3

In Oklahoma should i be using the PLSS or BLM Boundaries

I am struggling with:

  1. Which Surveying system to use in ArcGIS.

    The PLSS (Public Land Survey System) or the BLM (Bureau of Land Management) survey systems for the Township / Range / Section Boundaries? Also, which datum / Coordinate and projections I should be using to have Accurate Maps?

    The problem i am having is my data and data coming for others is not lining up. I know this could be from other people using different datum's, but Arc should be able to transform to the correct projection.

  2. I don't know the correct starting point or what data sets I should be using. So I can't say / explain where my data should actually be.
  3. What would be best "data set" to create a "Mapping Standard" I should be using?

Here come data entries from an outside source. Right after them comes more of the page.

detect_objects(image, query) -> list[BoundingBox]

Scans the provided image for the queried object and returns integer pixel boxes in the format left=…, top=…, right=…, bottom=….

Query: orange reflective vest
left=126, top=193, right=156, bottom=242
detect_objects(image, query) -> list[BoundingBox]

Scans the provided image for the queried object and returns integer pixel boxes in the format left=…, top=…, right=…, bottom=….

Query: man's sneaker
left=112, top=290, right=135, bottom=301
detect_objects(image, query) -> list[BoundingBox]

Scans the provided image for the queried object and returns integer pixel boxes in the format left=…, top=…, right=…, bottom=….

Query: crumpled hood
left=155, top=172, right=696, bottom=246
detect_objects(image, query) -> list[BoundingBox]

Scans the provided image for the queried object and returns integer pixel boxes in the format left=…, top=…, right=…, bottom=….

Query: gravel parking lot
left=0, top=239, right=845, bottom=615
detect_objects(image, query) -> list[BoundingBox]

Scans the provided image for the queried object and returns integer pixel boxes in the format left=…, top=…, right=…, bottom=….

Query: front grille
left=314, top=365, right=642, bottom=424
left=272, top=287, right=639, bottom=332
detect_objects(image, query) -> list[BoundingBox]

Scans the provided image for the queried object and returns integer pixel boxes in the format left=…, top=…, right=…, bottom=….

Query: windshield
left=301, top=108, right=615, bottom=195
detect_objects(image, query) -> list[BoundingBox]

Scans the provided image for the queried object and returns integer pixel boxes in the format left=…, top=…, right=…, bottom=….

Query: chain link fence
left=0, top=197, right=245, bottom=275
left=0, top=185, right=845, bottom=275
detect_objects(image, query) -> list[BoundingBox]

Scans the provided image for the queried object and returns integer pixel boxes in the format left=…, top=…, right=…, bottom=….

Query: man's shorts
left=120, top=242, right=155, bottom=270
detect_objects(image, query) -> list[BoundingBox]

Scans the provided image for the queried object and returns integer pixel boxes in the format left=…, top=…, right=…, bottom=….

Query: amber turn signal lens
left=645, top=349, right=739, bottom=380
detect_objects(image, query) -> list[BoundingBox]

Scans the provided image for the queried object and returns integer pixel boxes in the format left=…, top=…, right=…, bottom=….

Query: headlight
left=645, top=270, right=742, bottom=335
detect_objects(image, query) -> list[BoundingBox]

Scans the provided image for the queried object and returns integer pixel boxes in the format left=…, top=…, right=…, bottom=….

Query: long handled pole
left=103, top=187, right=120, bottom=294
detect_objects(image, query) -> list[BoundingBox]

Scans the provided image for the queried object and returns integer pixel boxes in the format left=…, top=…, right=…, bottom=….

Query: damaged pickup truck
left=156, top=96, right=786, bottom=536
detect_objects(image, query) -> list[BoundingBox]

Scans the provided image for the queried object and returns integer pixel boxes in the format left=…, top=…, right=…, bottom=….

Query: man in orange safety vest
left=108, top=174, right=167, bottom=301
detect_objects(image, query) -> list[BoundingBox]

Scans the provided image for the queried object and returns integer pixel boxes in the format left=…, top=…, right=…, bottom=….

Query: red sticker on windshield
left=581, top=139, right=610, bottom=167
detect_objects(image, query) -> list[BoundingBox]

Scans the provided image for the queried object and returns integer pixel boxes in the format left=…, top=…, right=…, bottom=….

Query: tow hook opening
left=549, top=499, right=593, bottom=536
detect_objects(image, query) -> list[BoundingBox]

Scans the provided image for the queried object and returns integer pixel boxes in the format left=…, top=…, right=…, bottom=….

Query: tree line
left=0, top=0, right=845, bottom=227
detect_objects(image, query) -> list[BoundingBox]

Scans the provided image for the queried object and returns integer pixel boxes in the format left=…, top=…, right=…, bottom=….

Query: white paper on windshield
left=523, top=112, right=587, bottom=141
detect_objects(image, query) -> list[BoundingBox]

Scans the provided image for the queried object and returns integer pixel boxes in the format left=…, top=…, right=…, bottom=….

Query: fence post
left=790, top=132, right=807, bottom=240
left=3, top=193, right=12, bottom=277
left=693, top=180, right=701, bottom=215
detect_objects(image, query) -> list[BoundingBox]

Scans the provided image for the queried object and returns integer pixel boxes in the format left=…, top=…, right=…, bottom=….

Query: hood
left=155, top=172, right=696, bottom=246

How we are operating now: My team is building maps in Oklahoma's North West Corner of the PLSS Base Line, and Principal Meridian. enter image description here I am currently using:

Projected to State Plane_Oklahoma North GCS Coordinate System NAD_27

NAD_1927_StatePlane_Oklahoma_North_FIPS_3501

WKID: 32024 Authority: EPSG

Projection: Lambert_Conformal_Conic

False_Easting: 2000000.0

False_Northing: 0.0

Central_Meridian: -98.0

Standard_Parallel_1: 35.56666666666667

Standard_Parallel_2: 36.76666666666667

Latitude_Of_Origin: 35.0

Linear Unit: Foot_US (0.3048006096012192)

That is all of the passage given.